The most famous fool of Shakespeare is ‘The Fool’ in King Lear, the character with no name other than fool. When Lear is deserted by his unfaithful daughters, it’s only The Fool who accompanies the King as his only courtier. Similarly, when the King steadily slides into lunacy, he and his fool change places. Paradoxically, The Fool incessantly tells him sense—

‘Have more than thou showest,
Speak less than thou knowest,
Lend less than thou owest,
Ride more than thou goest,
Learn more than thou trowest
Set less than you throwest.
(King Lear)

Literary instances apart, the fact is that fools are not the only ‘foolish’. A person happens to be a fool when he does a foolish act. Stupidity cannot be limited to any particular group of people. Every so often, the people we look up to most make the biggest fools of themselves. Their buffoonery does not carry any covert sense. They are out-and-out idiots.

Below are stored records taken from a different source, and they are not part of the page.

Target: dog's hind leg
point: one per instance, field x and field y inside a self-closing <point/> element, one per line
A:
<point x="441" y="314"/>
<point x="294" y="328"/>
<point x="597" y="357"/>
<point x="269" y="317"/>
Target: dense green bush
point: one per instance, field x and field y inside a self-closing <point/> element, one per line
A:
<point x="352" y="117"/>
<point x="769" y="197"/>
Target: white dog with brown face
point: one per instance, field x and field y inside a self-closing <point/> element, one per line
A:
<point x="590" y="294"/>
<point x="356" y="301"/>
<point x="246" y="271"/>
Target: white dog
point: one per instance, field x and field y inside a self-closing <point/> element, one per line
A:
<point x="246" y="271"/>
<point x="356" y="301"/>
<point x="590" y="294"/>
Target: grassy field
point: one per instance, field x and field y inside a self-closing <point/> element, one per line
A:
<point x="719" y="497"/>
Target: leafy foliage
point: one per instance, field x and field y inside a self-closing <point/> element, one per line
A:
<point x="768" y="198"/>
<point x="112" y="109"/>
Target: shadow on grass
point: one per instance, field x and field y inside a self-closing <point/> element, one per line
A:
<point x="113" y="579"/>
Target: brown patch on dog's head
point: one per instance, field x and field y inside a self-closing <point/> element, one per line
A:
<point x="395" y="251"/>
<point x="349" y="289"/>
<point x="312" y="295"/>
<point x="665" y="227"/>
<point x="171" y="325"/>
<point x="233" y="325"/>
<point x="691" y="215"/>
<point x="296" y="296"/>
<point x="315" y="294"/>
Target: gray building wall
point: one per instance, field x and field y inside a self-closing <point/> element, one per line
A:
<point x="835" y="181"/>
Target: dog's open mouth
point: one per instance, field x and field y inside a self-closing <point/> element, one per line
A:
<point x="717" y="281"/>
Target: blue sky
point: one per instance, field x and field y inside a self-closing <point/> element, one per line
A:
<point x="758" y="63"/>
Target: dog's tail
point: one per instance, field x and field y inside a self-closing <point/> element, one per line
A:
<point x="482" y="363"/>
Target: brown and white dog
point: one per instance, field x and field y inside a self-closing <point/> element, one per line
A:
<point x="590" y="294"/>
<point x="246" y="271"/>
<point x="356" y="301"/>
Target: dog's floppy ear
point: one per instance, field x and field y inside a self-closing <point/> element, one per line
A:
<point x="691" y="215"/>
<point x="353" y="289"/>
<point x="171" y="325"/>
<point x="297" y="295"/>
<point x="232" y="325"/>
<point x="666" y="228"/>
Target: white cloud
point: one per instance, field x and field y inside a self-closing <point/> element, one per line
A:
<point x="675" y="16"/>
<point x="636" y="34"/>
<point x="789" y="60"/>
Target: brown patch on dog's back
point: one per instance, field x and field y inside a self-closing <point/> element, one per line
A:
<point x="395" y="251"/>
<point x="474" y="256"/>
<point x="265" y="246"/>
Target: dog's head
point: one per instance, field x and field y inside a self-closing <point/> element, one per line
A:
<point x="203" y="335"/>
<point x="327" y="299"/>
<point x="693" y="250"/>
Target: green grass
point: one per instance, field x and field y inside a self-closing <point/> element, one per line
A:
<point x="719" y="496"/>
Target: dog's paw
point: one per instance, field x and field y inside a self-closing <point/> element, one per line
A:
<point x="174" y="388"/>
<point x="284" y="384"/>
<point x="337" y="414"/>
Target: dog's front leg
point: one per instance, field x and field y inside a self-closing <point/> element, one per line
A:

Politicians of all hues form the major lot and so do their blind followers. Both hoodwink the realities foolishly. Leaders shout and people sway. Empty slogans and pipe dreams, leaders sell them off mindlessly. Gullible masses take them flatly. Rationale and reason is bogged down by silliness.

Public mind is generally listless because of life pressures. It stops analysis and assessment after a certain period. More so, conflict of any kind makes it comatose. The level of timidity slowly droops into foolishness.

Like Brant’s voyage to fools’ paradise, people yearn and wait for things impossible. Leaders wish to become national heroes. Politicos feel to be godfathers. Doctors crave to be Hippocrates. Engineers hope to be booming builders. Lawyers pine to be just winners. Businessmen desire to be millionaires. Bosses aspire to be demigods. Teachers long to be role-models. Students want to be all-time achievers …blah blah.

Of course, all these high goals are not apparently unattainable but what makes them so is the corruption of mind that aims tall. When the basic standard of morality decays, the human mind loses its right to think big. And if it still does, it smacks of thorough foolishness. This is where the irony begins. People start carrying bloated misconceptions about themselves. They conceive to be the wisest of all! And this happens to be the chronic symptom of their foolishness—

“The fool doth think himself wise, but the wise man knows himself to be a fool” (As You Like It).
The follies are committed by everyone. Prudent people learn from them. Fools do not. They goof unremittingly.

And imagine some of such fools becoming the vanguards of any nation. It is no less than any cataclysm. And more deplorable is the presence of foolish followers, the incredulous and naïve ones who shout and scream for things absolutely incomprehensible and unfathomable to them.

O Lord, be merciful to us, the fools!